More than 600 students in grades K-8 walked around their Onondaga Creek neighborhood on this dreary December day, to say they won't be silent when it comes to bullying.
Fifth grader Charles Gibbens knows what it's like to be bullied after he told the principal one of his schoolmates was swearing.
"I was bullied once when I was in first grade and it was hard for me because he smashed my head into a locker," Gibbens explains.

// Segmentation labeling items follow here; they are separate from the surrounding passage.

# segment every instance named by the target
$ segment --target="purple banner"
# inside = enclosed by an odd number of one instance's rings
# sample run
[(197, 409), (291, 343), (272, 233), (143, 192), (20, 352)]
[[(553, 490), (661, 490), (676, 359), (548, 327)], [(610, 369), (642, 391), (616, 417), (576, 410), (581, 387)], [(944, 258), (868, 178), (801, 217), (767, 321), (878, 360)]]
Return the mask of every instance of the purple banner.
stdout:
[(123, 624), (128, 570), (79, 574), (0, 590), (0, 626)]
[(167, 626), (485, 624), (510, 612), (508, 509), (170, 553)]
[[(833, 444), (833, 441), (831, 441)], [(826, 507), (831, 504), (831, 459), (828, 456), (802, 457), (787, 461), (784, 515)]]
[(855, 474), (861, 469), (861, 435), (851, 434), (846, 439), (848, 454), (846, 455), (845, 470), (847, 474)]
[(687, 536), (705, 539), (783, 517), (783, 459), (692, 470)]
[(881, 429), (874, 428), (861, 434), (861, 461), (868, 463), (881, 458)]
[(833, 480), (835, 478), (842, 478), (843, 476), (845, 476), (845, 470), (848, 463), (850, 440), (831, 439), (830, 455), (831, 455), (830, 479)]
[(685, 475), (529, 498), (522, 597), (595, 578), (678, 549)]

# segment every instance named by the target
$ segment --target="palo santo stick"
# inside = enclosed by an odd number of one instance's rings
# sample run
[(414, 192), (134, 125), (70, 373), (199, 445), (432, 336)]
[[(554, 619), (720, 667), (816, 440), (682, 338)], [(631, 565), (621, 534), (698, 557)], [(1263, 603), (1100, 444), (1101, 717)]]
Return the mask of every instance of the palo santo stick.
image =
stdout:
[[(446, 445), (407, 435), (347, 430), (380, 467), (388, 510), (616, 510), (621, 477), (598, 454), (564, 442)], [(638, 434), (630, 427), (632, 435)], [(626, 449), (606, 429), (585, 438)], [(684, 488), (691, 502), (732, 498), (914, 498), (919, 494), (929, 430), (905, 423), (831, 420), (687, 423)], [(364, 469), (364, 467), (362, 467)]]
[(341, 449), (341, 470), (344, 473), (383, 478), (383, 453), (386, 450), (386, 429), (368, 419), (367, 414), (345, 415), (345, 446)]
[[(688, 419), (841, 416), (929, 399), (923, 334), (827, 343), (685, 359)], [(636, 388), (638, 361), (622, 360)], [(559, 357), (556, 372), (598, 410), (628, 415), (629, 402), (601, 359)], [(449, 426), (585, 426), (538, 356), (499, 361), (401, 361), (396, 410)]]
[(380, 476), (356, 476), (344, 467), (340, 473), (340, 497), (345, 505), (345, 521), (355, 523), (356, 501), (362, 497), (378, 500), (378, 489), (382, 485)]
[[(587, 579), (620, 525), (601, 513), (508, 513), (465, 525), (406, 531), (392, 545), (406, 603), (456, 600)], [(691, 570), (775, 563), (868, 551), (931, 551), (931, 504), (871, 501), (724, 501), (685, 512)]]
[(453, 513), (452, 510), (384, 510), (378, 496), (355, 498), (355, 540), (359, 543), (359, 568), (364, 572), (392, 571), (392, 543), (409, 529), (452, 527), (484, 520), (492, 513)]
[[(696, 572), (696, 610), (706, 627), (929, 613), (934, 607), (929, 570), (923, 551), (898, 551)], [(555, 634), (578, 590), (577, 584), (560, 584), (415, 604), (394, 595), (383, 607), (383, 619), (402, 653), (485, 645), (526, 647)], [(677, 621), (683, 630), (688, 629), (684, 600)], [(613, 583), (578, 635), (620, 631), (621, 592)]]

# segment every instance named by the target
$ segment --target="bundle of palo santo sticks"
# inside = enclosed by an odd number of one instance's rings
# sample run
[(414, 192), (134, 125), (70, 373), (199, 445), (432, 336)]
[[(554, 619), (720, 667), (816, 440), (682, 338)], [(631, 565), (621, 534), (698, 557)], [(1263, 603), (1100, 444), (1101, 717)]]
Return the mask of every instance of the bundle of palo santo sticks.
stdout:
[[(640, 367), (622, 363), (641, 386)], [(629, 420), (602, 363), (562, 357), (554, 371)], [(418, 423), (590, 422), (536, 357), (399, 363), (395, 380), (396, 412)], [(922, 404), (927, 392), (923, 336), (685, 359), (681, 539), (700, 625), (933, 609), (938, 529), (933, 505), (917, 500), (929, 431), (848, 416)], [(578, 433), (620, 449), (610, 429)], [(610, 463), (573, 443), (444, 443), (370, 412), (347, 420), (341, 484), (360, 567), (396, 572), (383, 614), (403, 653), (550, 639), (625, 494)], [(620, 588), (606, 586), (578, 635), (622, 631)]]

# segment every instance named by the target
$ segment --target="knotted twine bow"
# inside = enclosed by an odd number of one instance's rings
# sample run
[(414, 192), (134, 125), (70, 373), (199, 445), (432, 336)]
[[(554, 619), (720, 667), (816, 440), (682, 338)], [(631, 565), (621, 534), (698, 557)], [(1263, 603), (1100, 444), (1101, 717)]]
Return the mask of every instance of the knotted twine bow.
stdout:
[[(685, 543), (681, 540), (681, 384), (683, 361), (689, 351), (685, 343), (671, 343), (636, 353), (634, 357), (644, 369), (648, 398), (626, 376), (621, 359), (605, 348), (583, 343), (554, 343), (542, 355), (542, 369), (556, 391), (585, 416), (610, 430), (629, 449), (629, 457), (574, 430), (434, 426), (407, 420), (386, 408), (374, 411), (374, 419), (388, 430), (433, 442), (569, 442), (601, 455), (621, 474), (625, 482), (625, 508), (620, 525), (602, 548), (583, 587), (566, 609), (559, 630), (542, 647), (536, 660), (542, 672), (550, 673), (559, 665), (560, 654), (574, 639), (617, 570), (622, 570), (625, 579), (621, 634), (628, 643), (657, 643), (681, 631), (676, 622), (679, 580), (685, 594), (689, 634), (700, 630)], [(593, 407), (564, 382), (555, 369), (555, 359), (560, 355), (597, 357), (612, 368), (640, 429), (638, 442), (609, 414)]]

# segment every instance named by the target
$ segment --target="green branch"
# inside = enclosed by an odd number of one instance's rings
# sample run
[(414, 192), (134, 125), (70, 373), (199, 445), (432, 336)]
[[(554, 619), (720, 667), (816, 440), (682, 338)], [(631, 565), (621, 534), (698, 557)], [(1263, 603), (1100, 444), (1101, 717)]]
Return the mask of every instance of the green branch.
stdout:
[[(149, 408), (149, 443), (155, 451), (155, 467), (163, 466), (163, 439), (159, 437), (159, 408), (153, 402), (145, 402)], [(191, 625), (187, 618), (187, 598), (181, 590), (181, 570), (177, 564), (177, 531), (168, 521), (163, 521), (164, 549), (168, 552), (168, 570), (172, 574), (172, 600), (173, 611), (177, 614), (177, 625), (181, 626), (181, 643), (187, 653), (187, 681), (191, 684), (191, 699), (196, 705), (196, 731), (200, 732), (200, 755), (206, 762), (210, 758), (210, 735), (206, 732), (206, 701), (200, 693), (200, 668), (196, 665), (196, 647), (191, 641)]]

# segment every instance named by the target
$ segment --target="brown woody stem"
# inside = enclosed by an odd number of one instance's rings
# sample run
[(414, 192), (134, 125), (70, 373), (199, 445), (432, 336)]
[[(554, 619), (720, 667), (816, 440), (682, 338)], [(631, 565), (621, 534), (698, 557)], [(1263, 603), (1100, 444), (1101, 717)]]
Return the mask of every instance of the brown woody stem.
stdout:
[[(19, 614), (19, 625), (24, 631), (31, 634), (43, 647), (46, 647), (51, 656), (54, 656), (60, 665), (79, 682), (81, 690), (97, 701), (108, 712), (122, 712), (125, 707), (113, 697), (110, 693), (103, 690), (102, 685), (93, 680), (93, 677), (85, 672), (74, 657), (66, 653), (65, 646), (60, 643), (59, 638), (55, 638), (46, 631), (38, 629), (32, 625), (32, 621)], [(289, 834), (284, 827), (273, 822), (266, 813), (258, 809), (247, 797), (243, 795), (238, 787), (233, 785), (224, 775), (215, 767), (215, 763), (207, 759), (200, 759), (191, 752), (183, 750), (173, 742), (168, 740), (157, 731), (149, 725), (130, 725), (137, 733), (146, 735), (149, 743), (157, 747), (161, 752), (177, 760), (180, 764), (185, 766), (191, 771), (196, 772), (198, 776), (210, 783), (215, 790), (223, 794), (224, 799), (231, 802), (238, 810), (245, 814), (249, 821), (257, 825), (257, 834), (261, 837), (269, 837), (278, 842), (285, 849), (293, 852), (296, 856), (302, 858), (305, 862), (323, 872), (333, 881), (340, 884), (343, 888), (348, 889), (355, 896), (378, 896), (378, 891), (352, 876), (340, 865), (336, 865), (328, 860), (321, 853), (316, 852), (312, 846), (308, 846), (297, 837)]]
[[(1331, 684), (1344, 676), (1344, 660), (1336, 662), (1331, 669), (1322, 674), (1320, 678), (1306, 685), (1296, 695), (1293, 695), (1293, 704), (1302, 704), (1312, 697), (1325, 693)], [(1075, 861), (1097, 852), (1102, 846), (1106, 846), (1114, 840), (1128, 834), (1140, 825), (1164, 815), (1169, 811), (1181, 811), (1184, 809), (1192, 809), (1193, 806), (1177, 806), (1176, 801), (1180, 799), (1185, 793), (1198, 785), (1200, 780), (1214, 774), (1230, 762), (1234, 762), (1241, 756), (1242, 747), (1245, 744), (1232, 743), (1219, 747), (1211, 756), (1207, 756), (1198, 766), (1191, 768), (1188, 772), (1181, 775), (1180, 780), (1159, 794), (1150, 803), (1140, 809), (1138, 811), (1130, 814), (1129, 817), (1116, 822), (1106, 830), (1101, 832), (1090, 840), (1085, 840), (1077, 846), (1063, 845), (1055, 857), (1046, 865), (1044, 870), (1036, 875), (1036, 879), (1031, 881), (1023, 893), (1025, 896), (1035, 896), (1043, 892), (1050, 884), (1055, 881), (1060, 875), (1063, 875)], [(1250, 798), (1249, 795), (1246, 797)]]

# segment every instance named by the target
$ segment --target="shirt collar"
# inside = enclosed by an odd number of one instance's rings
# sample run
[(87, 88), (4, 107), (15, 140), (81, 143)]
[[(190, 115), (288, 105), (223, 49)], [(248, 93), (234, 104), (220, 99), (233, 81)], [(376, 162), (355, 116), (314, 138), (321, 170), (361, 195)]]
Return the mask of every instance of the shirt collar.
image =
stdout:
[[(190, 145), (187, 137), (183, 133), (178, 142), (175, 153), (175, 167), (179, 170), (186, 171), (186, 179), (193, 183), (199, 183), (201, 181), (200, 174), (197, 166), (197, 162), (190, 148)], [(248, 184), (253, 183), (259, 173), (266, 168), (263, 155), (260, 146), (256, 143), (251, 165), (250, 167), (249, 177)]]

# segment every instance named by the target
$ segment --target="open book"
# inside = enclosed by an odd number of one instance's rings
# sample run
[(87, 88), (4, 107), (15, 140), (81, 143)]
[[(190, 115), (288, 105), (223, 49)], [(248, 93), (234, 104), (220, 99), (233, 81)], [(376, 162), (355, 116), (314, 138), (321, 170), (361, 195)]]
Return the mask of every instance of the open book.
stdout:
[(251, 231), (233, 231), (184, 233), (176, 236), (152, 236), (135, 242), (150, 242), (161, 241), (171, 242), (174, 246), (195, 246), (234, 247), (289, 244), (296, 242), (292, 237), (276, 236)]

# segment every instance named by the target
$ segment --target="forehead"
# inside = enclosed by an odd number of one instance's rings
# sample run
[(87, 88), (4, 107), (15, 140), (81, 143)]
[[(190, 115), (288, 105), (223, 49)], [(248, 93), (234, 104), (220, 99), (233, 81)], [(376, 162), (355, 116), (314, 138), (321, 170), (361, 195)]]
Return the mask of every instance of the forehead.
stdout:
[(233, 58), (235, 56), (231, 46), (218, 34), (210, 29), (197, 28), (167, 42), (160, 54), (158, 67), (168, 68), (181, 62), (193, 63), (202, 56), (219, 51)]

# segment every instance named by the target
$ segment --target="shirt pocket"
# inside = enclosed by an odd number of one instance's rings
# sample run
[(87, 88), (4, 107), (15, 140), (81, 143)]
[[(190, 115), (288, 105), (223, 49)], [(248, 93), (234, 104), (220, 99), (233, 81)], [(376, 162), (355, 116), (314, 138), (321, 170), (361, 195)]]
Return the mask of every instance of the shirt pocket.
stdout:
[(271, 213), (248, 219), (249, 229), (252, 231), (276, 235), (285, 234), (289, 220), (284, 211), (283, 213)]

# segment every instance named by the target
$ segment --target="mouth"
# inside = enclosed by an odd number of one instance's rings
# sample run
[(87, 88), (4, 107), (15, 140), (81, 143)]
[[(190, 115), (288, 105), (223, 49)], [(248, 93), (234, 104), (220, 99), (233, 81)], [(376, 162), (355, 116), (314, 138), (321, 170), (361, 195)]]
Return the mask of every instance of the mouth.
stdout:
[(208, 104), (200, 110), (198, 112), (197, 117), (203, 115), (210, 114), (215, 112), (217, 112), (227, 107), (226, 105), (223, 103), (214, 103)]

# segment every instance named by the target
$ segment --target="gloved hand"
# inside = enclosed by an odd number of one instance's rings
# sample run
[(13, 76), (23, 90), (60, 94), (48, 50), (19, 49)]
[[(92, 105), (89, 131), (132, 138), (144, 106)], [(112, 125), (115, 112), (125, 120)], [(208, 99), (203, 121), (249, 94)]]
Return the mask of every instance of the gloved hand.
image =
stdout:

That child was disciplines, but Gibbens still thinks about it.
"If I'm walking somewhere's maybe, and I don't know the person, they might do that to me again, and I might break my neck or something," he says.
Students also hung blue ribbons on the schoolyard fence to signify the effort.
"Everybody has challenges, even the most popular people have challenges," Principal Delvin Vick says. "`And once you start accepting folks' challenges, hopefully we can get to the point where we can all get along and not causing issues for one another."
Vick says the kids came up with the anti-bully week concept, but it also dovetails with the the Dignity for All Students Act passed last summer.
"We try to make it a safe environment," he says. "And as adults we act on it very seriously. And that's one of the strong things about the act, it forces adults to make decisions about what they do and act on it quickly."